There was quite nice post [1] commented here [2] lately on text management of
web text editors.

Quote:

> Every time text is inserted, it's inserted as one "chunk", then split up by
> its line endings. This is done by invoking a regular expression engine.
> Personally I think this is overkill, but it certainly lets Atom continue to
> be easily modifiable. I can imagine the same thought is running through a
> few people reading this. It pushes all the new lines to a stack (or more
> technically: a regular JavaScript array). Already I don't want to find
> myself opening a large file. It then uses "spliceArray" to replace a range
> of lines.

> So what is the actual data structure of the great Atom text buffer?...

> @lines = [''];

> A regular JavaScript array. Ooof.

I think that in JS simple operations on arrays of strings have much more
impact than in C. Few things from the top of my mind: additional metadata that
has to be managed behind the scenes and garbage collection. But I don't really
know how it would add up to overall performance. Certainly performance would
look different if text would be rendered by dedicated library instead of
advanced layout engine that lives inside modern browsers. It could be an
interesting project to write editor in JS, but use for example Pango [3]
bindings to render text.

[1] [https://ecc-comp.blogspot.de/2016/11/a-glance-into-web-
tech-...](https://ecc-comp.blogspot.de/2016/11/a-glance-into-web-tech-based-
text.html)

[2]
[https://news.ycombinator.com/item?id=12927173](https://news.ycombinator.com/item?id=12927173)

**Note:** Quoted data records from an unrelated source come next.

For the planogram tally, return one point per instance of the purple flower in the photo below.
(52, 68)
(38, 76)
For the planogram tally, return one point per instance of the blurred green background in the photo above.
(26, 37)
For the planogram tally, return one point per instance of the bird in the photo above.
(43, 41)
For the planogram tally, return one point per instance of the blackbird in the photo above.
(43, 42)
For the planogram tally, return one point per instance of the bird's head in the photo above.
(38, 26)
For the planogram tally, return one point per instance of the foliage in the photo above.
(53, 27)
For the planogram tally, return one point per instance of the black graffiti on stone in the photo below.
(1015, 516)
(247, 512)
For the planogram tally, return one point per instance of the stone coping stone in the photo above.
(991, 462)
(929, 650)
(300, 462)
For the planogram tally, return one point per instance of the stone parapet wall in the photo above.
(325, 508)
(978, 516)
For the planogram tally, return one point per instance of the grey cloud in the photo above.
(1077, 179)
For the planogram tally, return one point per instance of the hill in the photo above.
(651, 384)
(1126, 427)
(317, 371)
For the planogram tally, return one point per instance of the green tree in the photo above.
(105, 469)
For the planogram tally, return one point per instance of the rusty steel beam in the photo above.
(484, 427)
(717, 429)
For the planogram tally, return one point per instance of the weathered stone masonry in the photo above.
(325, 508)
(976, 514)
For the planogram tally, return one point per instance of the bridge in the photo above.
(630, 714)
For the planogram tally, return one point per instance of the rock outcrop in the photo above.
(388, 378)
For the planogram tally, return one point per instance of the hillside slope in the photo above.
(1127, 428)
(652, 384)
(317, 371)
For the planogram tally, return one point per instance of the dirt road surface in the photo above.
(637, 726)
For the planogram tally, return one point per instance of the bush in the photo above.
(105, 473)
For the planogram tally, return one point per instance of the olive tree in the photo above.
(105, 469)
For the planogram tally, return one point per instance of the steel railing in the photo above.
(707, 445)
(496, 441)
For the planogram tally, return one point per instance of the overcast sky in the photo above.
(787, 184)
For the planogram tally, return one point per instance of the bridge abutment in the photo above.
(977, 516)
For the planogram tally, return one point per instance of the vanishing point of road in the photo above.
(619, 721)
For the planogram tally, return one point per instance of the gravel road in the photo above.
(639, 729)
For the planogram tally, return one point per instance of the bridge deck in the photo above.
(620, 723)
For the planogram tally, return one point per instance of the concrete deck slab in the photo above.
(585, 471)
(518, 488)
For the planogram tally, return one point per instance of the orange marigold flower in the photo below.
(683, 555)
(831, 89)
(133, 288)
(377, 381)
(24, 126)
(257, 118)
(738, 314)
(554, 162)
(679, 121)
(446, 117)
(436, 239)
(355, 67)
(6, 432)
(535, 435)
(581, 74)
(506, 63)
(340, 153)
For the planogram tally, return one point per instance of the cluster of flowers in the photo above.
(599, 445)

[3] [http://www.pango.org/](http://www.pango.org/)

------
maxxxxx
I once wrote an HTML WYSIWYG editor for Windows 3.1. I had bid for a project
but didn't check that the library I wanted to use would actually work with 16
bit Windows. So I had to do it myself. It took me several all-nighters to make
it work.

The hardest part was rendering in a performant way. One page was fine but with
several pages it got horribly slow. I had to invent some caching to avoid
recalculating the layout all the time.

Definitely one of the most educational things I have ever done.

------
imron
This is a really great series of articles, and I used a number of the
techniques mentioned in them for a program I made -
[https://www.chinesetextanalyser.com/](https://www.chinesetextanalyser.com/)

The files opened by the program are read-only, so I didn't need to look in to
or worry about piece-chains, but it's nice to be able to open multi-gigabyte
files, with highlighting, and scroll around instantly to anywhere in the file,
and have very low CPU and memory usage.

------
iask
I always enjoy reading articles like this. I am a .Net developer and recently
did an application for parsing some of our B2B PDF documents (different
vendors, different document structures) and loading the data into a backend
db.

It was an interesting project. Text parsing becomes so simple once you have a
logic. And there are so many things to watch out for e.g. Different versions
of PDF are structured differently, some vendors had HTML documents, flat text,
some totally not in any structure.

Thanks for sharing!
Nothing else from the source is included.